For decoding analyses, they learn a linear weighting of voxel activity that best maps onto the embeddings from different components of the MusicLM model. They then either select a clip that best matched the predicted embedding from a corpus (FMA) or they use the generation capacity of the model to generate a waveform. They show above chance ability to decode the model features, with the highest identification accuracy for the music embedding of MuLan. They report that they can better recover semantic properties, such as genres, instruments, and moods using the generative approach.

For the encoding analyses, they learn a linear map from different features of the MusicLM model to voxel data. They report that voxels are similarly well predicted by the w2v-BERT-avg and MuLan. They show that the encoding model predictions are better for the music variant of MuLan compared with the text variant consistent with better decoding. They also perform PCA on the weights from the learned encoding model and plot the stimulus and voxel embeddings.

优点

Exploring whether modern transformer-based music models can improve encoding and decoding models in the brain is a good idea. There has been a lot of progress in this area and would be interesting to know whether these models learn representations that mirror the brain to any extent.

Leveraging the generative aspects of these models for the purpose of decoding is also potentially interesting. There could be methodological value and future scientific insights gained from developing improved decoding models for music.

缺点

The analyses are fairly preliminary and there are currently no clear neuroscience insights.

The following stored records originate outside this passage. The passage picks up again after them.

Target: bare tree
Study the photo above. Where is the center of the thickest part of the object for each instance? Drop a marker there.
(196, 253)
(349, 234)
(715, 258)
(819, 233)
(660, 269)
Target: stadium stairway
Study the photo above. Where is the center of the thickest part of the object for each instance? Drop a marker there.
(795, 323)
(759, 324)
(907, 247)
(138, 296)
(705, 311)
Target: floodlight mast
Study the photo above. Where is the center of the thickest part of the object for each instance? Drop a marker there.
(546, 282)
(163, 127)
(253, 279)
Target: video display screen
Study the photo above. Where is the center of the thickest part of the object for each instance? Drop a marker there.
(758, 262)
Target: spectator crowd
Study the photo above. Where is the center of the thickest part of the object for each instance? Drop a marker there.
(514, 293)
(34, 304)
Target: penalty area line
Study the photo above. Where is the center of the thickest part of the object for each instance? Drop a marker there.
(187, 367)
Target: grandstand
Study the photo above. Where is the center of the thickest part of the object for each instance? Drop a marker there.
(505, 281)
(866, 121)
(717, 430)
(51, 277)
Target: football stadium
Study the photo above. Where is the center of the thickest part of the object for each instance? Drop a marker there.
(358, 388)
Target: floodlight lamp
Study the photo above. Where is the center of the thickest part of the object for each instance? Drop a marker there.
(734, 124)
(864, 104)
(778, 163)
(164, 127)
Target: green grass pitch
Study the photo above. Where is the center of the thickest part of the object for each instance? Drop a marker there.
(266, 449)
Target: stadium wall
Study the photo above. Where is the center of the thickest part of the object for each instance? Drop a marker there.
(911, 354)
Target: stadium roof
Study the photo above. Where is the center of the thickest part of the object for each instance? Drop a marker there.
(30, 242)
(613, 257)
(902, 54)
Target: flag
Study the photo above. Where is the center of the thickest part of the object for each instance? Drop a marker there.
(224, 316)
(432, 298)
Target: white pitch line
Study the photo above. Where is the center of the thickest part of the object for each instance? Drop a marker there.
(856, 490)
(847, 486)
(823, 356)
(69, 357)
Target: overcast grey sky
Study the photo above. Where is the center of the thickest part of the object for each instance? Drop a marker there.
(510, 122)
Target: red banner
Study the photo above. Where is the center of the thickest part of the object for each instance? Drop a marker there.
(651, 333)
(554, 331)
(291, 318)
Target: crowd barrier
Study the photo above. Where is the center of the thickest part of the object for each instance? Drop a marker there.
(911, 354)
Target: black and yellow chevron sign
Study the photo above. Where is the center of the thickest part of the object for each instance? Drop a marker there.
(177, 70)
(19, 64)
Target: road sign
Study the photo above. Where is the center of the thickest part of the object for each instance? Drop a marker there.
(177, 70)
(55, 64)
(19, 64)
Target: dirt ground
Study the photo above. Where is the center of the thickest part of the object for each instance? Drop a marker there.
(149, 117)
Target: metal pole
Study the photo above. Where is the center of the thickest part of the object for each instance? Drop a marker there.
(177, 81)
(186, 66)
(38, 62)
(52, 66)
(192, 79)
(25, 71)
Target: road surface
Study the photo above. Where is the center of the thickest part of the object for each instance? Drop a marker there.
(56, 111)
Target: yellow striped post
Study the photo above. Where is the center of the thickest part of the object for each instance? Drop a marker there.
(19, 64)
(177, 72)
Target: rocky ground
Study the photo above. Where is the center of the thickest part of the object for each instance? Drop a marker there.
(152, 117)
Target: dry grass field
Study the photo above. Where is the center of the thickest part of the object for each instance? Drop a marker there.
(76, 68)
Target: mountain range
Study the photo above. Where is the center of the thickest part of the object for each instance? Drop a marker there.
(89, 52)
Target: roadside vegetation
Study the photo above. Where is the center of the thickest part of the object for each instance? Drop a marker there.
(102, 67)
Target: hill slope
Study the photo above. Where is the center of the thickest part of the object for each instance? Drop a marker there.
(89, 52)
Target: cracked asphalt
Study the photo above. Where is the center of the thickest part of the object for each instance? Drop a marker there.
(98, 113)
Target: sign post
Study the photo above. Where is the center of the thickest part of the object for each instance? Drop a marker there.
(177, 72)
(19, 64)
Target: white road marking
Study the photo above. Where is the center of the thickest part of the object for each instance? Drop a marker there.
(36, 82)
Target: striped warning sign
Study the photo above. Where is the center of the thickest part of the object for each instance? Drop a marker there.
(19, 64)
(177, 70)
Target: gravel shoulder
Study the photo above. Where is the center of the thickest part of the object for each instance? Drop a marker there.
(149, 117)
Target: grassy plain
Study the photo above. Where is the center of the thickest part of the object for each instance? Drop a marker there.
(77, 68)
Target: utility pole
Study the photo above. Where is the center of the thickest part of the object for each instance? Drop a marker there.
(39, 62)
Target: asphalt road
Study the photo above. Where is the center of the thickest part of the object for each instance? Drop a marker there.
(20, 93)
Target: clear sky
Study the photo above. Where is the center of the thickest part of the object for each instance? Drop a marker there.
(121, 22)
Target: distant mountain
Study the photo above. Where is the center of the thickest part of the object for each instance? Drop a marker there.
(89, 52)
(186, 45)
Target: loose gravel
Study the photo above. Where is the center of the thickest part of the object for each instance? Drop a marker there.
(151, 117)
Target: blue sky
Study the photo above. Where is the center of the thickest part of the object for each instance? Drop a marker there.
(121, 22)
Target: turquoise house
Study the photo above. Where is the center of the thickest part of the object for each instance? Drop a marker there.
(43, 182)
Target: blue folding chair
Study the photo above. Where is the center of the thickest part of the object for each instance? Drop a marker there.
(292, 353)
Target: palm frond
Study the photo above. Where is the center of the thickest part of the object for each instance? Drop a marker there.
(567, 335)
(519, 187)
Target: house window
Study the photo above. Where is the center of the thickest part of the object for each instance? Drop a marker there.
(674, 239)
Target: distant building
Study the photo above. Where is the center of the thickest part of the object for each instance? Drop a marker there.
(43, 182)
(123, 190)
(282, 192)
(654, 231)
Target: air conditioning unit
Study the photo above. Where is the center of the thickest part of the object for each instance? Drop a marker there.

There are no comparisons against standard acoustic models used in the auditory neuroscience literature. For example, it is unclear whether the decoding model performs better at identification compared with the standard spectrotemporal modulation transfer model tested in Zakai. There is also no comparison against other DNN audio models such as wav2vec2.0 or HuBERT which have shown promising prediction accuracy in auditory cortex (the relation between w2v-BERT-avg and these prior models is unclear).

There are no perceptual experiments done to evaluate the quality of the reconstructions.

There is no serious investigation of how encoding and decoding results might vary across the auditory hierarchy.

There is no investigation of how performance might vary across different layers of the network in the case of the encoding models.

For encoding models there are no attempts to estimate the unique contribution of different models by comparing the performance of individual models against combined models. This is important as the features from different models are highly correlated. Thus a text-based model might predict auditory responses due to correlated features rather than a genuine response to text. As a consequence, the scatter plots showing correlated predictions is not surprising or particularly informative.

The statistical approach used to compute p-values does not seem appropriate, since it assumes the samples are independent and Gaussian distributed. They could use a permutation test across stimuli as an alternative.

Some of evaluation metrics were unclear to me (see questions below).

问题

I found some of metrics difficult to understand. For Figure 1A, isn’t the identification accuracy based on the latent embeddings? How is this based on the reconstructions? Can you spell out exactly what was done to compute this figure.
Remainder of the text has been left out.